- Origin: upstate New York
- Genres: Jazz Fusion; Jazz;
- Years active: 1973–1982
- Label: Inner City Records;
- Members: Chuck Lamb; Rich Lamb; Rod Fleeman; Jon Margolis;
- Past members: Theano Anifantakis; Tony DePaulo; Evan DuChene; John Lamb; Rocco Marshall; Clint Swank;
- Website: facebook.com/DryJackFans

= Dry Jack =

American jazz band

Dry Jack is an American jazz fusion band, active originally during the 1970s and the 1980s. Dry Jack formed in 1973 by founder keyboardist Chuck Lamb and his bassist brother Rich. Drummer Jon Margolis joined a year later and guitarist Rod Fleeman in 1977. Dry Jack was cited in Rolling Stone's History of Music as “one of the premier, cutting edge bands of the electric jazz movement.” They followed on the heels of Larry Coryell's The Eleventh House, Chick Corea's Return to Forever, and Weather Report. Dry Jack shared the stage with many musical greats, including Ray Charles, Pat Metheny, Freddie Hubbard, and McCoy Tyner. Chuck Lamb described the inspiration for the band's name as coming from a patron, who after listening to the music declared, "That's really dry, jack."

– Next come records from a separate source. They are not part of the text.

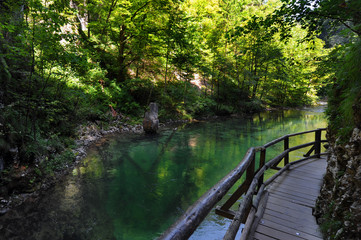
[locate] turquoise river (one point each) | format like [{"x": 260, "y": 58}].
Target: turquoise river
[{"x": 135, "y": 186}]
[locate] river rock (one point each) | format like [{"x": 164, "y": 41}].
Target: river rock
[{"x": 151, "y": 122}]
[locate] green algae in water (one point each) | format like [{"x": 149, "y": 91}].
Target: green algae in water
[{"x": 135, "y": 187}]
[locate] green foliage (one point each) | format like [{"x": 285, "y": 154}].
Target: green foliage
[
  {"x": 344, "y": 102},
  {"x": 58, "y": 162},
  {"x": 64, "y": 63}
]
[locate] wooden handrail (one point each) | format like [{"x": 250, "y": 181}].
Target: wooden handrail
[{"x": 195, "y": 214}]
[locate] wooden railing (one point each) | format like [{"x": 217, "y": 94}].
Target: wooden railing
[{"x": 253, "y": 185}]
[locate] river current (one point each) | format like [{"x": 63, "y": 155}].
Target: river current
[{"x": 135, "y": 186}]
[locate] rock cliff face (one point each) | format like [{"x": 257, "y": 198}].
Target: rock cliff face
[{"x": 339, "y": 205}]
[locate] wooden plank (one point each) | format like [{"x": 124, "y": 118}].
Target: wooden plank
[
  {"x": 288, "y": 213},
  {"x": 298, "y": 200},
  {"x": 260, "y": 236},
  {"x": 276, "y": 217},
  {"x": 293, "y": 193},
  {"x": 291, "y": 230},
  {"x": 289, "y": 204},
  {"x": 276, "y": 233},
  {"x": 290, "y": 182},
  {"x": 307, "y": 174},
  {"x": 303, "y": 176},
  {"x": 299, "y": 189},
  {"x": 304, "y": 216},
  {"x": 299, "y": 182}
]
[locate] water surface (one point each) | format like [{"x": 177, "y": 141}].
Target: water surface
[{"x": 135, "y": 187}]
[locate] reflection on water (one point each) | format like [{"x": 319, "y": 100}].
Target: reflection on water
[{"x": 134, "y": 187}]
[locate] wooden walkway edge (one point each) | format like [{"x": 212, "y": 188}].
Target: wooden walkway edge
[{"x": 291, "y": 199}]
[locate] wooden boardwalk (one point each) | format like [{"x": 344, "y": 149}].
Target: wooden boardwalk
[{"x": 292, "y": 196}]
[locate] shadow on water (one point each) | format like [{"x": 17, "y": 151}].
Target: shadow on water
[{"x": 134, "y": 187}]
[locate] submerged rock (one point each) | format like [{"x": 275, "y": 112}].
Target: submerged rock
[{"x": 151, "y": 122}]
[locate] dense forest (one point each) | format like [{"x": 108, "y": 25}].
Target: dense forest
[{"x": 64, "y": 63}]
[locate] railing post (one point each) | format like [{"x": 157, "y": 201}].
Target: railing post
[
  {"x": 286, "y": 145},
  {"x": 318, "y": 142},
  {"x": 262, "y": 161}
]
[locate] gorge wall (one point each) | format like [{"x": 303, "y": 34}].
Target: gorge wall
[{"x": 339, "y": 206}]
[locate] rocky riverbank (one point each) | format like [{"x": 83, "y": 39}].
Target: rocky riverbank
[
  {"x": 23, "y": 184},
  {"x": 339, "y": 205}
]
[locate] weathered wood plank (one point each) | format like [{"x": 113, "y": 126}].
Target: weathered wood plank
[
  {"x": 299, "y": 189},
  {"x": 260, "y": 236},
  {"x": 294, "y": 193},
  {"x": 288, "y": 213},
  {"x": 291, "y": 230},
  {"x": 298, "y": 200},
  {"x": 276, "y": 233},
  {"x": 306, "y": 227}
]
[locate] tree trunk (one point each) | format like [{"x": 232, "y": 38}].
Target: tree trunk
[{"x": 121, "y": 57}]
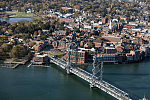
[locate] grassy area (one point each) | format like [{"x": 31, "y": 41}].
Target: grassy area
[{"x": 21, "y": 14}]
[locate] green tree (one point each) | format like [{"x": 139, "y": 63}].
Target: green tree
[{"x": 19, "y": 51}]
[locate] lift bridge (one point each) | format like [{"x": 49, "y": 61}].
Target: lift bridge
[{"x": 94, "y": 79}]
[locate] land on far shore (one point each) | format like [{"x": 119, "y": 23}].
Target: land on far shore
[{"x": 21, "y": 14}]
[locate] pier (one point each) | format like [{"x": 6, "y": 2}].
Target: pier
[{"x": 92, "y": 80}]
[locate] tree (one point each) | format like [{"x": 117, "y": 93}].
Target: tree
[{"x": 19, "y": 51}]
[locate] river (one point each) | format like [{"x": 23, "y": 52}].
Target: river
[{"x": 52, "y": 83}]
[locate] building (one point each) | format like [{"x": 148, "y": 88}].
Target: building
[{"x": 40, "y": 59}]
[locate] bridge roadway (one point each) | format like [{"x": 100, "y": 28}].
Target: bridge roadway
[{"x": 105, "y": 86}]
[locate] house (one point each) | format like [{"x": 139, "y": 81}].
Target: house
[
  {"x": 133, "y": 56},
  {"x": 110, "y": 50},
  {"x": 110, "y": 58},
  {"x": 40, "y": 59}
]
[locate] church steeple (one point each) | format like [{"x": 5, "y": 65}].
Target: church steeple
[{"x": 110, "y": 26}]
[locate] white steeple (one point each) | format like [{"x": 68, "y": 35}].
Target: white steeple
[{"x": 110, "y": 26}]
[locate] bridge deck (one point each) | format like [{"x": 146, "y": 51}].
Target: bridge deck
[{"x": 105, "y": 86}]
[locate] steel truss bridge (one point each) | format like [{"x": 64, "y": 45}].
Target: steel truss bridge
[{"x": 92, "y": 79}]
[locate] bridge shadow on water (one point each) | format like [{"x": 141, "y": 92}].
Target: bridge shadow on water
[
  {"x": 126, "y": 89},
  {"x": 127, "y": 74}
]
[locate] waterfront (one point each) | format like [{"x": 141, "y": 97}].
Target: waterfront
[
  {"x": 17, "y": 19},
  {"x": 54, "y": 84}
]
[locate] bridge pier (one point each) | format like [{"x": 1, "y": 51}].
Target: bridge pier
[
  {"x": 92, "y": 86},
  {"x": 68, "y": 71}
]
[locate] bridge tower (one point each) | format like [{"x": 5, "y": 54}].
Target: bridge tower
[
  {"x": 68, "y": 60},
  {"x": 97, "y": 71}
]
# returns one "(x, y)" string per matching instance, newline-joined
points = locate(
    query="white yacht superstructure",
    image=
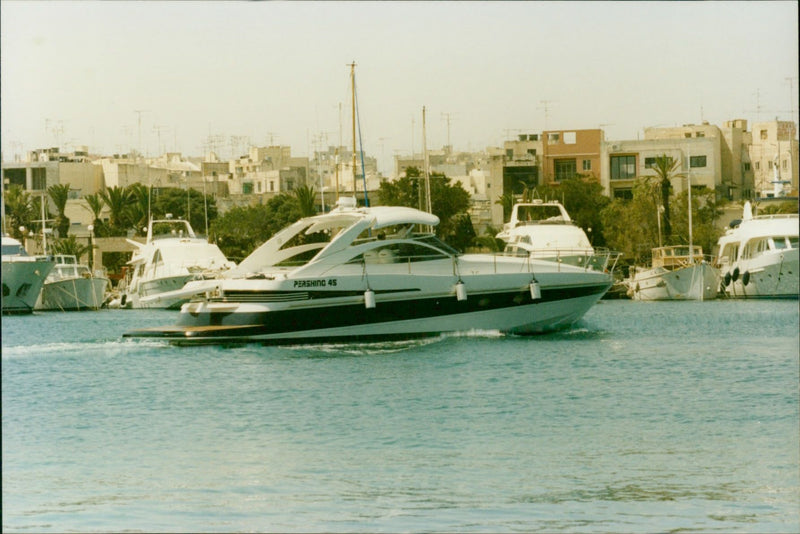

The band released two albums: Magical Elements and Whale City through the Inner City Records label.

Regular band members were Chuck Lamb on piano and his brother Rich Lamb on bass guitar. Other band members included Evan DuChene and Jon Margolis on drums; John Lamb, Rocco Marshall, Clint Swank, Tony DePaolo and Rod Fleeman on guitar. Theano Anifantakis was featured on vocals in the 1980s.

In 2016, the band reunioned and started to record a third album, called alien intervention. Band members include Chuck and Rich Lamb, Jon Margolis, and Rod Fleeman.

==Discography==

===Studio albums===

| Year | Album | CD Release |
|---|---|---|
| 1978 | Magical Elements Recorded: October 1978; Released: July 1979; Label: Inner City; Aimee Chiariello and Dry Jack: Co-producers; Bob Ludwig: Mastering; | 2008 |
| 1979 | Whale City Recorded: July 1979; Released: 1979; Label: Inner City; Producer: Dry Jack; Bob Ludwig: Mastering; | 2010 |

==Live performances==

The excitement behind Dry Jack is the energy of their gigs and the faithful fans surrounding the events at venues in New York, Colorado, Kansas City, and Rapid City, SD.